Mr Mollik said the latest policy review took place in 2005 and the new one would place emphasis on GMP (good manufacturing practice) of herbal drugs.
He said a draft is already at the final stage and after its finalisation from the government side it will be discussed with the health experts, stakeholders and policymakers before going for final approval.
Industry analysts say the new policy should be "more liberal" to promote foreign investment and joint-venture as the patent regulations are set to expire by 2016.
"In the latest drug policy the government has kept no option for technology transfer for the companies which do not have factories in Bangladesh," said Bangladesh Association of Pharmaceutical Industries (BAPI) First Vice President Dr Momenul Haq.

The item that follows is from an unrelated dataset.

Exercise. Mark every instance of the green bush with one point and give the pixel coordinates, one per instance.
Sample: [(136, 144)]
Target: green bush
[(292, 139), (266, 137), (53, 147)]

The current policy lacks clear guidelines for technology transfer and joint venture investment, he said, adding that the transitional period under TRIPS agreement that Bangladesh is enjoying now would expire in the year 2016.
He said it is essential for Bangladesh to bring changes in the policy to facilitate technology transfer by the companies, which do not have factories.
He said there should be guidelines for going abroad to gain knowledge in the drug manufacturing process.
A top industry expert Iftekharul Islam said the drug policy should be liberalised to meet the emerging needs of the day and inject fresh life into the local industry.
Mr Islam, a former managing director of Sanofi Aventis, said the local pharma industry would require more investment in technology during the post-expiry period of patent regulation to make their products competitive in the international and domestic markets.
Last year, the country's domestic drug market grew by 24 per cent to reach $1.13 billion as it serves nearly160 million consumers.
Bangladesh hauled in around US$50 million in 2012 financial year by shipping out drugs to nearly 100 countries, according to data by the Export Promotion Bureau.
He said as millions of dollars are being invested in this sector, it is necessary to help it flourish further by adopting cutting-edge technology and the drug policy should incorporate provisions for welcoming foreign direct investment (FDI) and joint venture.
He also said the new review should have the provision of incentives for manufacturers to produce essential drugs, which are now overlooked by drug makers.
Mr Islam said imports should be relaxed in case of drugs such as cancer, rabies vaccine and insulin, because bioequivalence and quality of locally manufactured generics is not "up to the mark".
"We've always doubt whether these local products will work properly or not," he added.
He said the government allows imports of potato chips, biscuit and bread but has imposed ban on bringing in life saving drugs in the current policy.